What is the forecast for Qualcomm stock in 2025, 2026, and 2027?
Based on the current price of USD 162.21, projections are USD 210.87 at end-2025, USD 243.32 at end-2026, and USD 324.42 at end-2027. Sustained momentum is supported by Qualcomm’s leadership in 5G, IoT, and AI, as well as the positive consensus among sector analysts.
Should I sell my Qualcomm shares?
Holding onto Qualcomm shares remains an attractive prospect due to the company’s resilient growth strategy, consistent profitability, and leading position in advanced chipsets.

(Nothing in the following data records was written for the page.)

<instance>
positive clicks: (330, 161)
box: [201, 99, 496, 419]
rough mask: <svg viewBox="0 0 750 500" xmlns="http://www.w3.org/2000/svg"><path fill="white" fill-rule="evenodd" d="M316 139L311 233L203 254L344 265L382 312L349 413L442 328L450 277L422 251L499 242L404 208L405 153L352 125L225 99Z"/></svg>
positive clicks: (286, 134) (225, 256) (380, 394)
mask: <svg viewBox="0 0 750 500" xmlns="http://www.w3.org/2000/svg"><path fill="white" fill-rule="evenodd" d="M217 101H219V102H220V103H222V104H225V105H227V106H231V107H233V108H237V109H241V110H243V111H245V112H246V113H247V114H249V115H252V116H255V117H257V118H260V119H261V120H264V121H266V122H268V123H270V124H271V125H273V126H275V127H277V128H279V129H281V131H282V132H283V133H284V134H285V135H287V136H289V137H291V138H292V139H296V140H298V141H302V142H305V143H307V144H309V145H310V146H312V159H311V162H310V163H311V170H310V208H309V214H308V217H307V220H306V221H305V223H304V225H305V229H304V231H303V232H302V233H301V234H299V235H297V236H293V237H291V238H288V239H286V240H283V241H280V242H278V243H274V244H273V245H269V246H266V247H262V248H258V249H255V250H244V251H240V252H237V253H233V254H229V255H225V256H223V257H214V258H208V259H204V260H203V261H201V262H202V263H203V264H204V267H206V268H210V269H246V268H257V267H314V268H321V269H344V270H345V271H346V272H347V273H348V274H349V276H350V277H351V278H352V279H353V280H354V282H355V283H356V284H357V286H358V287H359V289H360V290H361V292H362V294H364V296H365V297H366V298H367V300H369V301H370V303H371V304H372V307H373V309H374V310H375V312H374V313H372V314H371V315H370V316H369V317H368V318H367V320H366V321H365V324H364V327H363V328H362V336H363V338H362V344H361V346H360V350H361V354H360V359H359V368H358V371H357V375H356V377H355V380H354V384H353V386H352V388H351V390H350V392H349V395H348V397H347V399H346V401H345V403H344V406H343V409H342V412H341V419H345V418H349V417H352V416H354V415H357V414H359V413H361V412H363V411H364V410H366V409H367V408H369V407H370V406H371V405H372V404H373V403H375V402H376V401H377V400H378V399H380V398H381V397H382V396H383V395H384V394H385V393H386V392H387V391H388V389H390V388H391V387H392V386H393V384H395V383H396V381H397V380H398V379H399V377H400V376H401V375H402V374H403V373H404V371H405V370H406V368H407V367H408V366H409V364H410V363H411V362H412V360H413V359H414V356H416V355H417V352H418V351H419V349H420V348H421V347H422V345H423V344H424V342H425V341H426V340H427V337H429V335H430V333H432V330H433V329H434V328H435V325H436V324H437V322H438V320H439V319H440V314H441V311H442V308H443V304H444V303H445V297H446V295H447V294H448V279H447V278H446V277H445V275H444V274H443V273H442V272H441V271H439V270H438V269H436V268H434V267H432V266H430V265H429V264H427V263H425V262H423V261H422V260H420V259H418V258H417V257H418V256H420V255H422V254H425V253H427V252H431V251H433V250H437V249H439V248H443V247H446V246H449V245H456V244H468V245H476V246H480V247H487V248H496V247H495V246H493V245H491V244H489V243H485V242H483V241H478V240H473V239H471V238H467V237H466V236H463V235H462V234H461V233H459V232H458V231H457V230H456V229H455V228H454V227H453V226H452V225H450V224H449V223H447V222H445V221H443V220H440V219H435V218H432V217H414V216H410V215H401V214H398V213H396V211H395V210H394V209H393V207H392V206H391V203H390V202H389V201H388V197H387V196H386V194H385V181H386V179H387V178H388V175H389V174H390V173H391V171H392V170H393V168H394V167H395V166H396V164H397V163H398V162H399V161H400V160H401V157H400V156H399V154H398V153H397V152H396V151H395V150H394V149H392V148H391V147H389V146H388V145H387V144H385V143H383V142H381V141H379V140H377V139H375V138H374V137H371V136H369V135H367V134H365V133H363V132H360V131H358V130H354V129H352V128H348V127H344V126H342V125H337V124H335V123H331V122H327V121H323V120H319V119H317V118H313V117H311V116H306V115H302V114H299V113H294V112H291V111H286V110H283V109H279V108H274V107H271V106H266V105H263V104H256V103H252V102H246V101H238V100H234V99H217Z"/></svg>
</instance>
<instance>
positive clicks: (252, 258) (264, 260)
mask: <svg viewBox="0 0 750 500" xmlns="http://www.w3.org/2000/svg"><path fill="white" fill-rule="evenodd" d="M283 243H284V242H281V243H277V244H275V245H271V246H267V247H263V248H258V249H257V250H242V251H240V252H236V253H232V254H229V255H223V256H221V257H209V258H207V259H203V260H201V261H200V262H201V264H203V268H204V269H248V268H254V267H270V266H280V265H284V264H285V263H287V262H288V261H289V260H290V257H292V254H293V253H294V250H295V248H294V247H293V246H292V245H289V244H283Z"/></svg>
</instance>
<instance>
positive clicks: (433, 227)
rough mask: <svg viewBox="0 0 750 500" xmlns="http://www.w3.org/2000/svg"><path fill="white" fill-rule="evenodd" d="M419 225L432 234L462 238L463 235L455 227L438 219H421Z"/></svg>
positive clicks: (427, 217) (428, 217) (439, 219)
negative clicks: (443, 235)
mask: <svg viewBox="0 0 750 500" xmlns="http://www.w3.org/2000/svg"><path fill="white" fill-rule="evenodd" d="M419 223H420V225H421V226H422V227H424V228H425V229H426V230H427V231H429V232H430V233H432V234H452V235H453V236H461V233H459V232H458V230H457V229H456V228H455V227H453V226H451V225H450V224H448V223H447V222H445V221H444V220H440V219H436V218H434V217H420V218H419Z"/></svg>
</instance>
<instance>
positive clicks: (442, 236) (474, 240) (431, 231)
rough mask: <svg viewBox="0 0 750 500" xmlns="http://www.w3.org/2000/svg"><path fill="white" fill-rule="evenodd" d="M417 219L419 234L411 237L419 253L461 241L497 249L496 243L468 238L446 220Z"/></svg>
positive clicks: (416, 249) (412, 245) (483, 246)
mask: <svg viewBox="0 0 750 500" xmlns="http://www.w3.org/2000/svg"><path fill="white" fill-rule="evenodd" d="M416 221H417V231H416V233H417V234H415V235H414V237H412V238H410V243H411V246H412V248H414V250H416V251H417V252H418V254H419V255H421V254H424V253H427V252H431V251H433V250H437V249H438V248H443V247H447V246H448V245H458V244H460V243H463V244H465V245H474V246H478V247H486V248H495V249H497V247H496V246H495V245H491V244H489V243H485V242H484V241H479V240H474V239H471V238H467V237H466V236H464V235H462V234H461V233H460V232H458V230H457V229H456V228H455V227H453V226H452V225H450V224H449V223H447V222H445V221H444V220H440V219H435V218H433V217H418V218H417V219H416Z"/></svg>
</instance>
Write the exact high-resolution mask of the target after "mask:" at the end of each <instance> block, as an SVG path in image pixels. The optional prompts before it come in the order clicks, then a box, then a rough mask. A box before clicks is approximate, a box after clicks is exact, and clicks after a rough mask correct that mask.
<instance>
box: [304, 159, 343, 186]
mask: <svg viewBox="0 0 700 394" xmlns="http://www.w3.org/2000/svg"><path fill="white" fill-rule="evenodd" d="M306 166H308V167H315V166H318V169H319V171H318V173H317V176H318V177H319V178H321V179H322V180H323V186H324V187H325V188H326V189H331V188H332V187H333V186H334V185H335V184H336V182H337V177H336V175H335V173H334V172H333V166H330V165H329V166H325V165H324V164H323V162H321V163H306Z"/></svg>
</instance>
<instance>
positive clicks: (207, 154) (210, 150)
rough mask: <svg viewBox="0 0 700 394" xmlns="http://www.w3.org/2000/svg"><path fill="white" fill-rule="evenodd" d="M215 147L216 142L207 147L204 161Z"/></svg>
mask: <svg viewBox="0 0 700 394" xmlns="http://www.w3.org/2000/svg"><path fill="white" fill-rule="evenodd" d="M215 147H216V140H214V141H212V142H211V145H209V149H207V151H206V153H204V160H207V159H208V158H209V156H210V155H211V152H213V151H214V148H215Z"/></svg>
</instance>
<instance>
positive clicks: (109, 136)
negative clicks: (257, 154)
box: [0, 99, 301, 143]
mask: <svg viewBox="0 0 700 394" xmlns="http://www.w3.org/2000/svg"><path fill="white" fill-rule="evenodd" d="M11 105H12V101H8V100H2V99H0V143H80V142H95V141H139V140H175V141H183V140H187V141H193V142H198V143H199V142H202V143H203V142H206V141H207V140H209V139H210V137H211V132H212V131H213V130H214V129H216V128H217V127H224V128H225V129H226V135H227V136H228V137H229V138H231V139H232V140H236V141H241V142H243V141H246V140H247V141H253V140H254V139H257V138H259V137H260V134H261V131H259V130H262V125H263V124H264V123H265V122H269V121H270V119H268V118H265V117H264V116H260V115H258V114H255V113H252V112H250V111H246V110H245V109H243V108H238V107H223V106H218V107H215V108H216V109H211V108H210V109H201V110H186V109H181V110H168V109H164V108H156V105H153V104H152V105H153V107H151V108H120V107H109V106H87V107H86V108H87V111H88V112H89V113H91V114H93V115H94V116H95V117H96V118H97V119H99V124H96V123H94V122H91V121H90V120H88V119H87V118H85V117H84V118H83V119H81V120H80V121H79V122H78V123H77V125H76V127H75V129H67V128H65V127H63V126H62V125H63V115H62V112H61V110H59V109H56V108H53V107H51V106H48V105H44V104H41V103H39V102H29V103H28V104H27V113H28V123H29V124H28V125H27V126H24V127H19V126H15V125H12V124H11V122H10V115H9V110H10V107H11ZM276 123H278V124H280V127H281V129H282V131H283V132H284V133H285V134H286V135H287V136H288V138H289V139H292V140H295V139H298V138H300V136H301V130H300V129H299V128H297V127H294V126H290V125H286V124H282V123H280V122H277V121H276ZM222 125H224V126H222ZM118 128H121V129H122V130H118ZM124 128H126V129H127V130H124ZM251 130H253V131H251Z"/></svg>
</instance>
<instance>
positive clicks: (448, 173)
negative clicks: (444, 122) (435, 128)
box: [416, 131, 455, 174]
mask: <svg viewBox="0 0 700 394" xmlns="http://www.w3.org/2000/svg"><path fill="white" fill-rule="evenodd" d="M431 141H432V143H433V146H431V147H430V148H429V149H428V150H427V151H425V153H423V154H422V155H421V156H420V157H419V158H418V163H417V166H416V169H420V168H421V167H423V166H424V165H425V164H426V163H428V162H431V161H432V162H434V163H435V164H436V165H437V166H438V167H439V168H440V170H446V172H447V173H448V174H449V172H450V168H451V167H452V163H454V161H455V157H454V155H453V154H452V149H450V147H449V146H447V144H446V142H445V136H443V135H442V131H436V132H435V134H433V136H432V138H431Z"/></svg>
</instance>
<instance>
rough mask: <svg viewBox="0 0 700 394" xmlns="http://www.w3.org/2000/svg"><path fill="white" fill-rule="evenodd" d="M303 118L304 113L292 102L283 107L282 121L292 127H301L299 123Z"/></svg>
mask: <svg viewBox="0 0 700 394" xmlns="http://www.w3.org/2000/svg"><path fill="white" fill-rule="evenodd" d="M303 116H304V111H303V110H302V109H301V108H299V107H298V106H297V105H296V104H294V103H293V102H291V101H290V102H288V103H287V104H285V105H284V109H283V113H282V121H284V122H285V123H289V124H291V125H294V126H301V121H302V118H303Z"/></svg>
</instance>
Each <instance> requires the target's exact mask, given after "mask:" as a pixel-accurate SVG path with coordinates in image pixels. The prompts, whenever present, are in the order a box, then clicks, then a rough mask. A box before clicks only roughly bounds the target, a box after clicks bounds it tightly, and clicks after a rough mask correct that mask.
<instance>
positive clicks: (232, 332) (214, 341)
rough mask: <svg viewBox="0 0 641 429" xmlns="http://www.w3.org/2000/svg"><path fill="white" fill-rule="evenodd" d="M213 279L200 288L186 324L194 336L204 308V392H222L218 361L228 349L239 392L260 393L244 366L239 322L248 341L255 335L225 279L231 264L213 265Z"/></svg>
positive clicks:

The stock’s valuation is considered moderate for the sector, and its expansion in automotive and AI further strengthens its long-term outlook. Many investors favour maintaining exposure, especially amidst the global digital transformation.
Are dividends or capital gains from Qualcomm subject to tax in Singapore?
Singapore tax residents do not pay tax on foreign-sourced dividends, as long as these are not received through a partnership in Singapore and are not from locally tax-exempt sources. Qualcomm dividends, as a US company, are subject to a 30% US withholding tax before reaching Singapore investors, but Singapore itself imposes no additional income or capital gains tax.